If you haven’t finished the latest season of The Boys, close this tab now. Seriously. Come back when you’re done, because we need to talk about what just happened, and it’s a lot.

Showrunner Eric Kripke has broken his silence on the death that’s sent the show’s fanbase into full meltdown mode, and his reasoning is, frustratingly, pretty hard to argue with. Speaking to Variety, Kripke said the creative team had been building toward the moment for two seasons, calling it “emotionally inevitable” for the character’s arc.

“It had to happen,” Kripke explained. “The story doesn’t work if they survive this. Everything we’ve been saying about power and consequence becomes hollow.” It’s the kind of writer’s logic that makes perfect sense in hindsight, even if it absolutely ruins your evening.

The death lands so hard precisely because The Boys has always operated differently from most superhero properties. Characters don’t get plot armour just because audiences love them. That’s been the show’s contract with its viewers since Series 1, and Kripke has shown no interest in tearing it up now.

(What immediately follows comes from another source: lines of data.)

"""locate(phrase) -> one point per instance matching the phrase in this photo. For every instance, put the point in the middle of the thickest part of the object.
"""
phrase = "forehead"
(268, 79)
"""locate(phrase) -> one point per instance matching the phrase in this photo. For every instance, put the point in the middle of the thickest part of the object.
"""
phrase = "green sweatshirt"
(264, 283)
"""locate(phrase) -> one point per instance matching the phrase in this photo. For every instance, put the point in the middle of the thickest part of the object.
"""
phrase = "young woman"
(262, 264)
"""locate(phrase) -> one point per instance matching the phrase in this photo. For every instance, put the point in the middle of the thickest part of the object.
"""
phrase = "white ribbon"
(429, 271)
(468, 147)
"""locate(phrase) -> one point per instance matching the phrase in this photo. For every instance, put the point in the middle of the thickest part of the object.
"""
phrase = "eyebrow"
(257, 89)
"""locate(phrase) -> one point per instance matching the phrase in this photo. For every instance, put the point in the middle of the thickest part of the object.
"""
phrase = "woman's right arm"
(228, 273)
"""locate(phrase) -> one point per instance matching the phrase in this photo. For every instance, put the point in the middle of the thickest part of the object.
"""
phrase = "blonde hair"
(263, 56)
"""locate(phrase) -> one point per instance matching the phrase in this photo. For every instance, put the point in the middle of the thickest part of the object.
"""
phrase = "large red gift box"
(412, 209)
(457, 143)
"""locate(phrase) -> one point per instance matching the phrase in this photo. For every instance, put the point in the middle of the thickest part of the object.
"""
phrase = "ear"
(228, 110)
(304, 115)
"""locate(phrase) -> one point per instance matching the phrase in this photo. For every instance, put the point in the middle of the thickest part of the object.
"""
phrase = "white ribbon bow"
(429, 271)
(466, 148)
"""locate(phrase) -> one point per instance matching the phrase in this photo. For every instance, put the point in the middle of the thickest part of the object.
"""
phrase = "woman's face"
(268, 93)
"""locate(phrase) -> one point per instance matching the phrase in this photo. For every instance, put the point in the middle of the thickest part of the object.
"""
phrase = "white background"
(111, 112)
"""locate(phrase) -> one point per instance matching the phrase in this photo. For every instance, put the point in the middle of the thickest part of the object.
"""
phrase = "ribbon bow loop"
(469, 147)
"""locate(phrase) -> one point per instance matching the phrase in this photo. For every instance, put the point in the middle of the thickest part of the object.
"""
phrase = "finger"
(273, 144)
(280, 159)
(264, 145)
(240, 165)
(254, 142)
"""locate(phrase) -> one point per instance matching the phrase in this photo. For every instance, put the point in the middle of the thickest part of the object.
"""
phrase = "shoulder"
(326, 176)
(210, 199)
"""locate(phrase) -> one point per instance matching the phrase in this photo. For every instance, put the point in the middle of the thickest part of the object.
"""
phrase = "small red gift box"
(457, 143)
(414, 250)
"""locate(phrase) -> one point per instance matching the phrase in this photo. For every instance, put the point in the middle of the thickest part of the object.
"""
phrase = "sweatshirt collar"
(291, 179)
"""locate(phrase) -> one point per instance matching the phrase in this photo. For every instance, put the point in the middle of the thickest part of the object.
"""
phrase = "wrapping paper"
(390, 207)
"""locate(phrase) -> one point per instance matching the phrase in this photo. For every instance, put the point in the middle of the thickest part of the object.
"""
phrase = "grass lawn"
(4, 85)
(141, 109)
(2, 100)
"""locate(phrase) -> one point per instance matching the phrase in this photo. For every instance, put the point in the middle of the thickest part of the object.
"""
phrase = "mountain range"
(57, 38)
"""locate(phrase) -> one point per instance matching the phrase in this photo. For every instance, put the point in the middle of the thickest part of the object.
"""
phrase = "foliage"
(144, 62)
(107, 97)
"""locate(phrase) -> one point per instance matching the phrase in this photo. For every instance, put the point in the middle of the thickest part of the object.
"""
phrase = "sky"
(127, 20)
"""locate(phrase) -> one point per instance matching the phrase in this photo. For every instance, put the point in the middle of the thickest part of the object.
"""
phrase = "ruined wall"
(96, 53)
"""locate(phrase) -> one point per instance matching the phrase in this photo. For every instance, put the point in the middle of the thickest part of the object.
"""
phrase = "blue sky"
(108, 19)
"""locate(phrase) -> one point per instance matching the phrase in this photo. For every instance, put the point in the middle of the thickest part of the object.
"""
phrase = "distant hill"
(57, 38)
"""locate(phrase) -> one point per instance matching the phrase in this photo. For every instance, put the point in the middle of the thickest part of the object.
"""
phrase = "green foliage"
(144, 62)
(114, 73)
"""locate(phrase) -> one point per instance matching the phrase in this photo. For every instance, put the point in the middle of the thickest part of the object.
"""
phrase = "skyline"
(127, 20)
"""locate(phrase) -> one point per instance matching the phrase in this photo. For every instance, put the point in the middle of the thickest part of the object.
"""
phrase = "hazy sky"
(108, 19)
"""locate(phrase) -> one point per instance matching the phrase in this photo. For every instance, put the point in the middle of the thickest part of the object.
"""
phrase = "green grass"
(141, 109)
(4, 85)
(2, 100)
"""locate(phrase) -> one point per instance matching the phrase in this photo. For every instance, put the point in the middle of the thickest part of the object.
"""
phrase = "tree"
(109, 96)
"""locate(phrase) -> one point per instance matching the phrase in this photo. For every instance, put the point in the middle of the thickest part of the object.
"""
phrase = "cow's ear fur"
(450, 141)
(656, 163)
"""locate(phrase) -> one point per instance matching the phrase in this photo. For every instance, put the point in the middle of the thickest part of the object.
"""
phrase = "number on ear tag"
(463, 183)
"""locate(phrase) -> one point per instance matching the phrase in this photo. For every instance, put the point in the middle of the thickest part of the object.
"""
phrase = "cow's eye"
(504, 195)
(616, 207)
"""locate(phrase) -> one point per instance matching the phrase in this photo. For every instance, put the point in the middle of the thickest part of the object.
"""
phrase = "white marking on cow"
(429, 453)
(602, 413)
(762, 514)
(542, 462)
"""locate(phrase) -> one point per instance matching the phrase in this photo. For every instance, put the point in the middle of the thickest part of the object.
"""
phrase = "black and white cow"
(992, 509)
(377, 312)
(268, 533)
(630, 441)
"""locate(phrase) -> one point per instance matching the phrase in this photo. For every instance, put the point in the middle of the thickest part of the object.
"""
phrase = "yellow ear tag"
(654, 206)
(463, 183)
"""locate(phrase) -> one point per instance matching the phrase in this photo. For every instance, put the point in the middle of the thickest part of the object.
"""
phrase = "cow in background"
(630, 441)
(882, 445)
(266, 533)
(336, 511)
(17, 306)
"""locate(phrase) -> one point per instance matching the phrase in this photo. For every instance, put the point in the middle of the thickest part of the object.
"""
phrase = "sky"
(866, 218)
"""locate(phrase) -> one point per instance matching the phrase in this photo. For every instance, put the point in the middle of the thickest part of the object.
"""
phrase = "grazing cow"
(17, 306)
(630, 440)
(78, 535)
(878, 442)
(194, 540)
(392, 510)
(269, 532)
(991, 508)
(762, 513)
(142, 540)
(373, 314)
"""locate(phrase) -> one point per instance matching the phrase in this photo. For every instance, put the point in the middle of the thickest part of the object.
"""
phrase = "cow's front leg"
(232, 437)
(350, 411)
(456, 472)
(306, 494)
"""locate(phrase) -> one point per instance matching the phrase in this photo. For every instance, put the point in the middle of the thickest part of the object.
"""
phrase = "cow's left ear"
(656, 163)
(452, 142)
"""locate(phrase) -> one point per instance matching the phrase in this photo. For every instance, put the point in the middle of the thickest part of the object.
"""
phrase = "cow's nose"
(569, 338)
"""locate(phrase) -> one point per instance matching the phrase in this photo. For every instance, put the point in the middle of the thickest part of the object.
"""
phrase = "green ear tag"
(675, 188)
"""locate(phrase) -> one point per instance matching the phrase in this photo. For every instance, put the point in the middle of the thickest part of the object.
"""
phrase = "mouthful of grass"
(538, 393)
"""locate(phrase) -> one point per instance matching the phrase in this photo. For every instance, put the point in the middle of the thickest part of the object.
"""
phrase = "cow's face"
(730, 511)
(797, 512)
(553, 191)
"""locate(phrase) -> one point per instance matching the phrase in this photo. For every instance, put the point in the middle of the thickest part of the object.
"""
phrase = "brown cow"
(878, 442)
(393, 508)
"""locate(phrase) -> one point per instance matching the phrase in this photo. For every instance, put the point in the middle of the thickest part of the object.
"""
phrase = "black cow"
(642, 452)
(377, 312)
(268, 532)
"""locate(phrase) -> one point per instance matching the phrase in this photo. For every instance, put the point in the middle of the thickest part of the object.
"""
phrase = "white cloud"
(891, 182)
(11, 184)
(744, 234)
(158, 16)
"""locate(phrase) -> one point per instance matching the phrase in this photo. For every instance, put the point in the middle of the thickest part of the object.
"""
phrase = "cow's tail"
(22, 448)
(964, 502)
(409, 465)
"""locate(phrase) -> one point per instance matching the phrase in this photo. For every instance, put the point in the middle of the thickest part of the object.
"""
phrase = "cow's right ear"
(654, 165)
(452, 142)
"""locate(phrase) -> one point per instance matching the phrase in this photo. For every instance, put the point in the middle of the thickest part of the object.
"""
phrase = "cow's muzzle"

What’s notable is how long the writers sat with the decision. According to Kripke, the choice was made in the writers’ room before the season even began production, meaning every scene with the character this year was written with that ending already locked in. Watch it back and you’ll notice the texture changes completely.

Fan reaction has been, predictably, volcanic. Reddit’s r/TheBoys hit over 40,000 comments within 24 hours of the episode dropping, with responses ranging from genuine grief to outright fury. A small but vocal contingent is already calling for a spinoff, though Amazon has said nothing officially.

Kripke’s team has never been precious about killing their darlings, but this one feels different in scale. It’s the kind of narrative gut-punch that changes how you remember an entire series.

The real question now is whether The Boys can sustain itself without one of its most compelling relationships intact, or whether losing it was the very thing needed to push the story somewhere genuinely new.